Controller-manager set to use cluster+host DNS results in non-functional cluster #1039

kh34 · 2019-02-27T16:38:44Z

Running self-hosted Kubernetes on AWS ec2 with cloud-provider=aws enabled.

The controller manager never starts properly:

F0226 20:18:15.928417       1 controllermanager.go:201] error building controller context: cloud provider could not be initialized: could not init cloud provider "aws": error finding instance i-054e7d2613fd49b83: "error listing AWS instances: \"RequestError: send request failed\\ncaused by: Post https://ec2.us-east-1.amazonaws.com/: dial tcp: i/o timeout\""

Which I believe is due to a cyclical dependency with coredns:

$ kubectl get endpoints -n kube-system   coredns
NAME      ENDPOINTS   AGE
coredns   <none>      20m

Coredns endpoint cannot be created without Controller-manager starting up, and Controller-manager cannot start without coredns endpoint.

I've tested out reverting this #629 and it does seem to resolve the issue. Please consider reverting this change or providing a workaround.

NAME="Container Linux by CoreOS"
ID=coreos
VERSION=1967.6.0
VERSION_ID=1967.6.0
BUILD_ID=2019-02-12-2138
PRETTY_NAME="Container Linux by CoreOS 1967.6.0 (Rhyolite)"
ANSI_COLOR="38;5;75"
HOME_URL="https://coreos.com/"
BUG_REPORT_URL="https://issues.coreos.com"
COREOS_BOARD="amd64-usr"

The text was updated successfully, but these errors were encountered:

smekkley · 2019-02-27T21:31:27Z

CoreOS and Bootkube are pratically deprecated. You should migrate to kubeadm. It's production ready and supports multi-master as well.
As a workaround did you already try to change DNS after igniting with coredns?

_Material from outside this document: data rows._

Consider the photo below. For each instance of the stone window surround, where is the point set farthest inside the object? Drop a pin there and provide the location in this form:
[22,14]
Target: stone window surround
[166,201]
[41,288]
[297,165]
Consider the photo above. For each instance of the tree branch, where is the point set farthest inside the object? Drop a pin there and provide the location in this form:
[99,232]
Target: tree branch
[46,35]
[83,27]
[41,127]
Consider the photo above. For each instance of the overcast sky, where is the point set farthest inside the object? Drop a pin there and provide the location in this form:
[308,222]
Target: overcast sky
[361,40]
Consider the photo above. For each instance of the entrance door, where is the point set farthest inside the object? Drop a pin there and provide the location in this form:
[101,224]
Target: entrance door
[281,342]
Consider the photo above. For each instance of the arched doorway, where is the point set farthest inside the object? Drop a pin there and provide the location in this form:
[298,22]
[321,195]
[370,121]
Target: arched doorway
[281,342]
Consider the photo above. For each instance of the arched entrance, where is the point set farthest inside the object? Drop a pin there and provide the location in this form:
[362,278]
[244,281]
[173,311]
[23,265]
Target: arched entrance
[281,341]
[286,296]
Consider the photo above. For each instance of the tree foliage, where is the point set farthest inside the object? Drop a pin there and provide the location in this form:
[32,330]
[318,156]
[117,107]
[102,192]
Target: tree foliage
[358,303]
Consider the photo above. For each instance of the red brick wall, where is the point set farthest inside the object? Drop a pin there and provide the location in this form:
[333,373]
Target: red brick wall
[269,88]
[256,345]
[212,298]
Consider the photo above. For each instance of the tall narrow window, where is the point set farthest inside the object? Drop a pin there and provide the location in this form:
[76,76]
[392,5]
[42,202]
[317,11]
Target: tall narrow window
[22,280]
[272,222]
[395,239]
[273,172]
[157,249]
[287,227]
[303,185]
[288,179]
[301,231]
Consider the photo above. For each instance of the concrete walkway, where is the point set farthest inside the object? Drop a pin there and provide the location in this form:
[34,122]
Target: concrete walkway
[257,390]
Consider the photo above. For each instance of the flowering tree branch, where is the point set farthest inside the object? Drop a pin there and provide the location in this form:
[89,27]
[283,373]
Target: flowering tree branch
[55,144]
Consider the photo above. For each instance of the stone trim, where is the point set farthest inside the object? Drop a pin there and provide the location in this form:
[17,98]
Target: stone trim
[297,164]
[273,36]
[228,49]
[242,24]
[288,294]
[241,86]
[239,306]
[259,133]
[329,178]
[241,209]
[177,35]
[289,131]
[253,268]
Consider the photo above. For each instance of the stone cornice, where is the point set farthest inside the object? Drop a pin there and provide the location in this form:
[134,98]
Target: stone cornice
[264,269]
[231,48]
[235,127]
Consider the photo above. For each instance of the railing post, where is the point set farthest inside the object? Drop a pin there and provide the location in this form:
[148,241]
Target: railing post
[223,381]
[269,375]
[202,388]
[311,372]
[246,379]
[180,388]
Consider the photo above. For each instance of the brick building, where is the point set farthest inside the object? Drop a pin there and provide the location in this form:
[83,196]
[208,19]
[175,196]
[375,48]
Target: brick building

aaronlevy · 2019-03-06T21:04:26Z

I feel like that is a bit of an unfair characterization, but to be fair - I have been less active here (although I did finally get around to merging 1.13 manifests a couple days ago). However, I do largely rely on folks in the community to help on support (and thanks!).

Also, Bootkube is meant as a fairly simple bootstrapping tool - it is not meant to be a canonical source for production manifests. The manifests contained in this repo are for testing and demonstration purposes. For an example of a project that is more fully-featured / launches production clusters (and uses Bootkube) see https://typhoon.psdn.io

As far as Container Linux support, see https://coreos.com/blog/fedora-coreos-red-hat-coreos-and-future-container-linux for some more details.

Regarding your original question @kh34: It would seem odd that a non-cluster domain could not be resolved unless CoreDNS was running. It has been a while since I've looked, but the search domain that ends up in /etc/resolv.conf (I thought) should only point at the cluster resolver for in-cluster domains?

If someone has a chance to dig further into this - happy to take a look / merge PR if it's a more preferred direction (but also not seeing this same behavior on our CI clusters which are launched in AWS).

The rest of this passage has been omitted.